Abstract
This is the first case report of Candida glabrata-disseminated candidiasis describing the acquisition of echinocandin resistance following anidulafungin treatment. The initial isolates recovered were susceptible to echinocandins. However, during 27 days of anidulafungin treatment, two resistant strains were isolated (from the blood and peritoneal fluid). The resistant peritoneal fluid isolate exhibited a Ser663Pro mutation in position 1987 of FKS2 HS1 (hot spot 1), whereas the resistant blood isolate displayed a phenylalanine deletion (Phe659).
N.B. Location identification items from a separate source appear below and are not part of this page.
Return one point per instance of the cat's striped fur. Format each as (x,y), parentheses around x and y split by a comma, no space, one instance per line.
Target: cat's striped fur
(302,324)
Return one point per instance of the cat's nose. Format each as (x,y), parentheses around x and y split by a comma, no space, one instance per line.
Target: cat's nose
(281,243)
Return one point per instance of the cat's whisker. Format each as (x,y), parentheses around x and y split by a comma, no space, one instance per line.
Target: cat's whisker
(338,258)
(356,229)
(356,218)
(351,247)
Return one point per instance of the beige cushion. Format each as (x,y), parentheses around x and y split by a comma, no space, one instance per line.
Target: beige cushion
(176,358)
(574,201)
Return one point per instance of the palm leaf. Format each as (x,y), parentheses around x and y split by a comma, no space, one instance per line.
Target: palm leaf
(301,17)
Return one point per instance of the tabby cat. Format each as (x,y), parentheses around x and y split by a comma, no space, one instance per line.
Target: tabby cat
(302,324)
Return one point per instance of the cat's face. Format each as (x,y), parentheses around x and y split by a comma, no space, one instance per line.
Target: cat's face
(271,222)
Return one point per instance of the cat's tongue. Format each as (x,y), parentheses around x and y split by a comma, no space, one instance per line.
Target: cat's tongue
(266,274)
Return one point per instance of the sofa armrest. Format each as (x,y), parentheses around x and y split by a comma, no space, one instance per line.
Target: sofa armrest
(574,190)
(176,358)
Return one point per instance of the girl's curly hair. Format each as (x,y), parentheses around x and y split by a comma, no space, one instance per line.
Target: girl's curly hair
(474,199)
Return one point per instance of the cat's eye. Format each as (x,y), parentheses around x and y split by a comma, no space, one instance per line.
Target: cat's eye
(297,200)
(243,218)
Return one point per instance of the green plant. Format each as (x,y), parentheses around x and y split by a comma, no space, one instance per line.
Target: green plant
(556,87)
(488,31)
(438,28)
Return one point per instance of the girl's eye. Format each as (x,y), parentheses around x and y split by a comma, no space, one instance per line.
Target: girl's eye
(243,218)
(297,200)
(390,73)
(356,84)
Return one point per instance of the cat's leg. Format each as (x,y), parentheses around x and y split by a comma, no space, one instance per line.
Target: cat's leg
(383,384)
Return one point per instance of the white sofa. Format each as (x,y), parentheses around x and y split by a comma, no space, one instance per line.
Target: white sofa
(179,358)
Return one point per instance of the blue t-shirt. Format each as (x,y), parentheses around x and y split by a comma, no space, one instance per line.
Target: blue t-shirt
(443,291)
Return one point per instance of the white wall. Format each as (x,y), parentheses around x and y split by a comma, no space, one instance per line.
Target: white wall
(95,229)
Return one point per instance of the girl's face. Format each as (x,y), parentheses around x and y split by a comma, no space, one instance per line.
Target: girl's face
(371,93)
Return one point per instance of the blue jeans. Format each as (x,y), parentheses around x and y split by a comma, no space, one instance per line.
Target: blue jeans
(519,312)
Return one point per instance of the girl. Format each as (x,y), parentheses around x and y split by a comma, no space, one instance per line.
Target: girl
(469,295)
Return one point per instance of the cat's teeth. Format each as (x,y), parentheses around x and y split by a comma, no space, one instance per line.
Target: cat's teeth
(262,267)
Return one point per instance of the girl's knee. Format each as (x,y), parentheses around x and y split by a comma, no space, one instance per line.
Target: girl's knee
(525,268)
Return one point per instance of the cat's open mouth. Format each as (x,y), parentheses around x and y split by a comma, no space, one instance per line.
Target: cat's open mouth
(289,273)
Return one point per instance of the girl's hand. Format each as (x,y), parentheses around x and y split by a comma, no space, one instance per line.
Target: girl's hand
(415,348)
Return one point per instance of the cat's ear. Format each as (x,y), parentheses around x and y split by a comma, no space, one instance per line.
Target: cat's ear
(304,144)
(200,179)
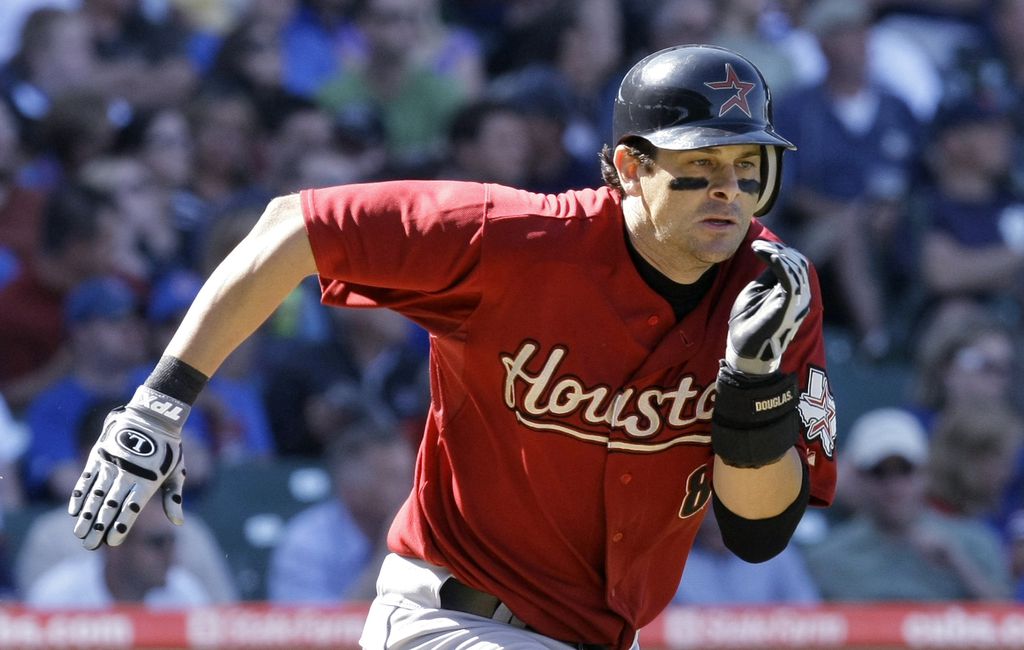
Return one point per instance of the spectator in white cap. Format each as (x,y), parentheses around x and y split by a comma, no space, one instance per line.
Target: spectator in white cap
(895,547)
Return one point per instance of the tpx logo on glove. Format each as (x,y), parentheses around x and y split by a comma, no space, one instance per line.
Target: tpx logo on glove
(166,408)
(135,442)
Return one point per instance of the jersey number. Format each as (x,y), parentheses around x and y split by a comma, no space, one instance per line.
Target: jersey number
(697,491)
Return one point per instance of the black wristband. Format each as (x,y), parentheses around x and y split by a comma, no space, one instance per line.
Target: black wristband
(755,420)
(176,379)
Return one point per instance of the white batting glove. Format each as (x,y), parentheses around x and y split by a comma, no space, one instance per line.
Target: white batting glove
(768,311)
(138,452)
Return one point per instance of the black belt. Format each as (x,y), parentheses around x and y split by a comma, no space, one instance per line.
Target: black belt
(459,597)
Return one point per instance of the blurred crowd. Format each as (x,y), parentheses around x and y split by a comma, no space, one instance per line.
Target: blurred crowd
(140,139)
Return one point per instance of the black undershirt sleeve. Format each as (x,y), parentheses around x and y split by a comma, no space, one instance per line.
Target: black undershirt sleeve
(760,539)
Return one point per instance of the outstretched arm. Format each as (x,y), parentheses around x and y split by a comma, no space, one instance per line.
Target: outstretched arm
(138,451)
(246,288)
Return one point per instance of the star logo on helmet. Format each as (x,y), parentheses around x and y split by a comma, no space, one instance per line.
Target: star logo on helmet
(732,82)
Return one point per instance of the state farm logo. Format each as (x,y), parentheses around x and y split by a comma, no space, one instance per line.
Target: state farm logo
(135,442)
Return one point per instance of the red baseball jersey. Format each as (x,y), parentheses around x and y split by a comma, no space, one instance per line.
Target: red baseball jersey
(566,461)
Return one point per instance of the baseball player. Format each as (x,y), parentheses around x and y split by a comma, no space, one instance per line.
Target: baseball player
(605,365)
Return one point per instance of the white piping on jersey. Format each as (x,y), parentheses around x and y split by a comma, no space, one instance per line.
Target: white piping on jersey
(623,445)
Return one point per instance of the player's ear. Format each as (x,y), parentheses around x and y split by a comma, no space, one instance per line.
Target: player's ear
(629,168)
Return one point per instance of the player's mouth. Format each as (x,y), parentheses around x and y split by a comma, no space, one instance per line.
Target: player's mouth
(718,222)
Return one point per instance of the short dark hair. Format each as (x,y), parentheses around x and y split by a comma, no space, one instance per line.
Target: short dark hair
(639,148)
(72,214)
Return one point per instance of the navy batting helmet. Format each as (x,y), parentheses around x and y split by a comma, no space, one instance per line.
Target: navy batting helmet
(691,96)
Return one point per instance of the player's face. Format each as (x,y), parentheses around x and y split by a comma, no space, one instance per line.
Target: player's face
(698,204)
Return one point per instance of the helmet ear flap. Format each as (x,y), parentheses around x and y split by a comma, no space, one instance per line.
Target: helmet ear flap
(771,178)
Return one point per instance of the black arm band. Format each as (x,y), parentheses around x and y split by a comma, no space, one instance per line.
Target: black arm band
(176,379)
(755,420)
(760,539)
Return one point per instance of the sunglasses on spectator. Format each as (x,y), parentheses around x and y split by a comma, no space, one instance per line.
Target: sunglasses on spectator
(974,360)
(890,468)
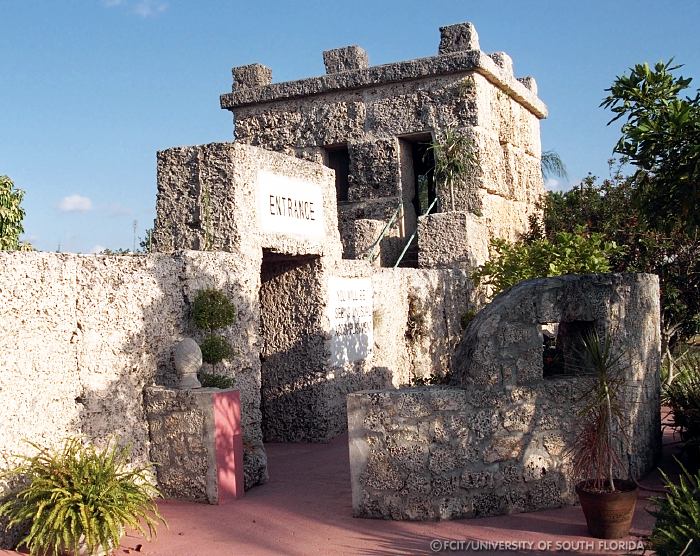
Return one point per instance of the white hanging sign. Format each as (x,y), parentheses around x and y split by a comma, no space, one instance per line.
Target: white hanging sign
(289,206)
(350,314)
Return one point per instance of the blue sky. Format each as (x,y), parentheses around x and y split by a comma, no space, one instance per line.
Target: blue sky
(91,89)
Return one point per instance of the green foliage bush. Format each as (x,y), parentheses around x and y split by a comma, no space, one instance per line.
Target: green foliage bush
(677,528)
(565,253)
(80,496)
(212,309)
(215,349)
(683,397)
(11,216)
(215,380)
(609,208)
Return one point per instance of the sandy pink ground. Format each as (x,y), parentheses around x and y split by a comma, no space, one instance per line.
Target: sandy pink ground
(306,508)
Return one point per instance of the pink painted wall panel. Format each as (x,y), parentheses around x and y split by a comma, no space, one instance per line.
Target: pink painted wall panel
(229,445)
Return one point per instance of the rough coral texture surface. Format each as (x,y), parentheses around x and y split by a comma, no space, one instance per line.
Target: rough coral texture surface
(84,334)
(207,196)
(181,427)
(497,441)
(377,114)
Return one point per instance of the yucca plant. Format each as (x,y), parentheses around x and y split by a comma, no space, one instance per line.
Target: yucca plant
(455,155)
(677,528)
(80,498)
(594,454)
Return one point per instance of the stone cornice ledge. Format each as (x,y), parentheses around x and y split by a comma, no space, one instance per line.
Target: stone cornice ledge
(470,60)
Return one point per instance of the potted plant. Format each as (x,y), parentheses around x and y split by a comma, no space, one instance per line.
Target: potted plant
(80,499)
(607,501)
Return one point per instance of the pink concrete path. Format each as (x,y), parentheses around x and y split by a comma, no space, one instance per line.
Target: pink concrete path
(305,508)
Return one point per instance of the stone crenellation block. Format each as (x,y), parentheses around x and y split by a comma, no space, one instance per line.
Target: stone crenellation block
(503,61)
(347,58)
(251,76)
(458,37)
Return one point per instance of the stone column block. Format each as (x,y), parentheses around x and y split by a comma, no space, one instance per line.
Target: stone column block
(196,442)
(452,240)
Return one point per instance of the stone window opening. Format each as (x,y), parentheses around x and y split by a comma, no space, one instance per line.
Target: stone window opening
(338,158)
(561,345)
(418,165)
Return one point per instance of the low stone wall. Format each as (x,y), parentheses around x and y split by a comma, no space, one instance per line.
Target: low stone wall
(497,441)
(446,453)
(84,334)
(195,442)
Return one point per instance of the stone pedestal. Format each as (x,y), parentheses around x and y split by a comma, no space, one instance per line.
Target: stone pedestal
(196,442)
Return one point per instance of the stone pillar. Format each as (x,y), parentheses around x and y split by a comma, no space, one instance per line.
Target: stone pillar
(196,442)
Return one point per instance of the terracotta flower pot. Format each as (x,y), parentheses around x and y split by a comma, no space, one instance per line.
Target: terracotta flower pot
(608,514)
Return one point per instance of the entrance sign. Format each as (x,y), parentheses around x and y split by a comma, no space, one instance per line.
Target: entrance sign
(350,314)
(289,206)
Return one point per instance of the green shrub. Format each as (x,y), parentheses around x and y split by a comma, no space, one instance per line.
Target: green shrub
(566,253)
(215,349)
(212,309)
(215,380)
(11,216)
(677,528)
(683,397)
(80,496)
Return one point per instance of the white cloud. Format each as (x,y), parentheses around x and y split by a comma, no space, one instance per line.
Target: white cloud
(141,8)
(117,209)
(75,203)
(149,8)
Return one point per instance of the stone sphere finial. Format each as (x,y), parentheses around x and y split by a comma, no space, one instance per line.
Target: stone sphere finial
(188,361)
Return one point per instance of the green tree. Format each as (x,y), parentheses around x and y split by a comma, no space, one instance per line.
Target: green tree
(11,216)
(552,165)
(609,208)
(564,253)
(661,137)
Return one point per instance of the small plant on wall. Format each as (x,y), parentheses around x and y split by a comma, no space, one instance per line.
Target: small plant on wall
(212,310)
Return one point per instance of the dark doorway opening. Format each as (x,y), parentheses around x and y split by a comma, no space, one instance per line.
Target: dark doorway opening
(339,160)
(292,352)
(417,152)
Candida glabrata infections represent a serious clinical problem due to patient comorbidities, the inherent high mortality rate, and the predisposition to rapidly develop azole resistance (6, 11, 20). Therefore, efforts were made to develop new therapeutic alternatives. A new class of antifungal agents has arisen, including caspofungin (CSF), micafungin (MCF), and more recently, anidulafungin (ANF), which inhibit β (1,3)-glucan synthase activity. This enzyme, including the regulatory subunit Rho-1p, is responsible for producing β (1,3)-glucan, a key component of the fungal cell wall, and is encoded by FKS genes.
Due to their excellent clinical effectiveness and safety profile, these antifungals became the first-line therapy in many hospitals for the treatment of invasive candidiasis (17, 18, 26). Despite the wide use of CSF, reports describing primary or secondary echinocandin resistance in candidiasis are rare. Reduced susceptibility to echinocandins has been linked to mutations in hot spot regions of FKS genes (19). We report for the first time the in vivo acquisition of echinocandin resistance following ANF therapy in a patient with C. glabrata invasive candidiasis.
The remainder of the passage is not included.